GotchaTwitter
A python twitter crawler.
- Support on crawling timeline for a target user [in a certain date range].
-
Developing
Support on crawling threads. -
Warning
Using TwitterAPI to get user information with uid/screen_name is much faster and safer than web-scraping method.
Dependencies
-
bs4
Beautifulsoup -
lxml
Html parser for beautifulsoup (has special installation method on Amazon EC2) -
tqdm
Progress bar in terminal -
requestsplus
Self-modified requests package with max retries and sleeping time between requests -
pushbullet.py
(optional) Notifier when crawling is finished.
Example
input = [<screen_name_1>, <screen_name_2>]

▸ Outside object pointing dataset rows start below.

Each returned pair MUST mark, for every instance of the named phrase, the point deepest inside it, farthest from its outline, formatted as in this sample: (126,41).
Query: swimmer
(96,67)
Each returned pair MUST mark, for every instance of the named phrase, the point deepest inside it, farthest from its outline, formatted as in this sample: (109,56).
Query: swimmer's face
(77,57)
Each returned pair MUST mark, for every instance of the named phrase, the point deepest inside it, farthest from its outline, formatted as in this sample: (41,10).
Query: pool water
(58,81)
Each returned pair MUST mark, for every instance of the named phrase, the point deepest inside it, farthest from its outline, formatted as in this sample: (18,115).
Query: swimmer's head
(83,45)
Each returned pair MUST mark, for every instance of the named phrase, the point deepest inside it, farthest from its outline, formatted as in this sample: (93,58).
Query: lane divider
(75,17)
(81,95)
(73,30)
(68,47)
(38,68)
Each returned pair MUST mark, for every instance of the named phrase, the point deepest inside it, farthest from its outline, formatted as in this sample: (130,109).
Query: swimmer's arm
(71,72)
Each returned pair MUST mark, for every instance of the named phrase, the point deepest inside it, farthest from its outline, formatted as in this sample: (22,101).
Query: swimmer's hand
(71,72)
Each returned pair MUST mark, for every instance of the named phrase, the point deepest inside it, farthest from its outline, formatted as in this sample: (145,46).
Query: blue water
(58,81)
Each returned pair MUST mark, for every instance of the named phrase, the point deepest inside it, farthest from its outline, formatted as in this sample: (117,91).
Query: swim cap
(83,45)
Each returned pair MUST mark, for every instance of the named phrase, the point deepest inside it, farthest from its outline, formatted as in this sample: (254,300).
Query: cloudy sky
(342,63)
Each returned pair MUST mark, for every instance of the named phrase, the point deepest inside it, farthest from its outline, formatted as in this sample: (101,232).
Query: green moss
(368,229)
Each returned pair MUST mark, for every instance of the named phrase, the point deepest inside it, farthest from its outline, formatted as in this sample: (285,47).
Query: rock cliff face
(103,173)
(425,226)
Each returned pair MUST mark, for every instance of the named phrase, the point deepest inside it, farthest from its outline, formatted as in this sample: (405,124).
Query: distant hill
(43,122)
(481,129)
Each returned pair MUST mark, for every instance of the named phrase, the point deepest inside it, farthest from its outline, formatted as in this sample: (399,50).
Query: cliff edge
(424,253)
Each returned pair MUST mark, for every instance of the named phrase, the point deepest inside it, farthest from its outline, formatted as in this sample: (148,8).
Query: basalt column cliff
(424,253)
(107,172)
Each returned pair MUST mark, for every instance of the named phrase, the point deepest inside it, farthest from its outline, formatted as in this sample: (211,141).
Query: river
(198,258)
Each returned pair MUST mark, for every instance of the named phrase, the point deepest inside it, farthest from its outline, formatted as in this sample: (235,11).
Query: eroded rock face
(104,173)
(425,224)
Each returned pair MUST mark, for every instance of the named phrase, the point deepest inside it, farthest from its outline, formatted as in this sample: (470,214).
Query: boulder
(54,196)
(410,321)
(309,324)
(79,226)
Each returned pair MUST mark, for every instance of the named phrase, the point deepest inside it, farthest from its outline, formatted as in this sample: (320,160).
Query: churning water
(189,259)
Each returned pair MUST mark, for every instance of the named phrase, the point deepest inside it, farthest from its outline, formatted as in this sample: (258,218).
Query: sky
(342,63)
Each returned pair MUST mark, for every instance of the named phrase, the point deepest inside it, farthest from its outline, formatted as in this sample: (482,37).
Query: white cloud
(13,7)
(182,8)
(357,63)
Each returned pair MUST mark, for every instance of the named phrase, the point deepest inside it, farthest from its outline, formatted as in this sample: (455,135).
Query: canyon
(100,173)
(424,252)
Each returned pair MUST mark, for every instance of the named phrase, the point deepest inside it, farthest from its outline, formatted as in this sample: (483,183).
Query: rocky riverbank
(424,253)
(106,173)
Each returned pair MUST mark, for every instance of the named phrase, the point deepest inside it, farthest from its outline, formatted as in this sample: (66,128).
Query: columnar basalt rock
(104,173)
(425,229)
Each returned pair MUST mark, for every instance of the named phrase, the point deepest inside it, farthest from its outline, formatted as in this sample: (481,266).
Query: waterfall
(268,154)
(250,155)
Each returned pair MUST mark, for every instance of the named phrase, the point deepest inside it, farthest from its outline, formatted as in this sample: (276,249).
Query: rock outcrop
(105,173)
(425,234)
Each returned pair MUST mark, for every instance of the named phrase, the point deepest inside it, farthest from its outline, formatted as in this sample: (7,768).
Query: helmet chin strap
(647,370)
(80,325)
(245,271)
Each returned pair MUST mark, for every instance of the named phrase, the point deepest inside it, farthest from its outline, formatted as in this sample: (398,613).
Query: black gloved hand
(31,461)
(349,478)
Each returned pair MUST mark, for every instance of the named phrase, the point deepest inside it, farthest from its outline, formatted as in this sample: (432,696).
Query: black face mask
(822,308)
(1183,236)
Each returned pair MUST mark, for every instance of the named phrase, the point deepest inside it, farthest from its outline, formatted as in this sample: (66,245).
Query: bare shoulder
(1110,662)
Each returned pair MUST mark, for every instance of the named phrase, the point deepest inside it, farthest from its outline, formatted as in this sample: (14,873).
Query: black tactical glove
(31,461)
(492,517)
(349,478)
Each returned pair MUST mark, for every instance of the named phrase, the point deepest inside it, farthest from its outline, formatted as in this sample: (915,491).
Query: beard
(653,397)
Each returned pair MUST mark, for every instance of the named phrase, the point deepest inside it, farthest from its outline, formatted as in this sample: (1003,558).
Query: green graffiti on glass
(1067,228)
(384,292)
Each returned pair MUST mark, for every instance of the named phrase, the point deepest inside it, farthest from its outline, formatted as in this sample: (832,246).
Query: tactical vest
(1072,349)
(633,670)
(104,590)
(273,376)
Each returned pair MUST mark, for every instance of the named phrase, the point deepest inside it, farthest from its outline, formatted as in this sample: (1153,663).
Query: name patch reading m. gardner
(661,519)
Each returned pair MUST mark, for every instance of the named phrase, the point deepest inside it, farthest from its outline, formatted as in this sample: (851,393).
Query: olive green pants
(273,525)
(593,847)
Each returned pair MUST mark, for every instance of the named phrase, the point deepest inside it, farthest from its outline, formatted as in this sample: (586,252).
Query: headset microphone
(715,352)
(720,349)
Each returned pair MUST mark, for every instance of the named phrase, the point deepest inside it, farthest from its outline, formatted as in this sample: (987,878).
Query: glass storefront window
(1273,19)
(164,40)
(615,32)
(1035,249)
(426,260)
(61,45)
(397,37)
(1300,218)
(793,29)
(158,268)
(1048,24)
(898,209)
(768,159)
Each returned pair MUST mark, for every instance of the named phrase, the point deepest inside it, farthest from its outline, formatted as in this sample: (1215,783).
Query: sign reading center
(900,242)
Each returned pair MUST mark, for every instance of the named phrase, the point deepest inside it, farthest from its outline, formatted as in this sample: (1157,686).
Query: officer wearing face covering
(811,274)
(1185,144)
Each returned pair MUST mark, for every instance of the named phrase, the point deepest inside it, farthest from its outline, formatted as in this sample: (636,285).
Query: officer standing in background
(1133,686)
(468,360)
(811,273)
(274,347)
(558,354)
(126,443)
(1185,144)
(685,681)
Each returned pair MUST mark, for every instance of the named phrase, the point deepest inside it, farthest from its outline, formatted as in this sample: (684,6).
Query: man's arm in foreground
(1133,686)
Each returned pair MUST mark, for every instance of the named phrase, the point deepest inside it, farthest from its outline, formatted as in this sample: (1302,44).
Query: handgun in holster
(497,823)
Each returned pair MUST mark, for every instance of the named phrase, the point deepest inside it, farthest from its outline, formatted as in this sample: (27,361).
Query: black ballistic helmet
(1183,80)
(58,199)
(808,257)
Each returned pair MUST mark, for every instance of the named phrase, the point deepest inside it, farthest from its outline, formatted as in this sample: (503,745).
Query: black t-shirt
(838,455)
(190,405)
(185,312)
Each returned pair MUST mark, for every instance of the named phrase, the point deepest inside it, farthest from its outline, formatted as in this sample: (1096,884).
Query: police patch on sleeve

access_token = <pushbullet_token>
output_fp = <filepath you want to save>
with GotchaTwitter('timeline', input, output_fp) as gt:
gt = gt.set_output(save_mode='w', has_header=True) \
.set_notifier('pushbullet', access_token=access_token)
gt.crawl()
Notifier Setting
PushBullet
- Register a PushBullet account and create an access token in your account setting.
- Download and install Pushbullet app on your device (iOS tested).
Install lxml on Amazon Linux AMI (2016.03.3)
sudo yum install libxml2-devel libxslt-devel python-devel gcc
sudo pip install --upgrade setuptools
sudo /usr/local/bin/easy_install lxml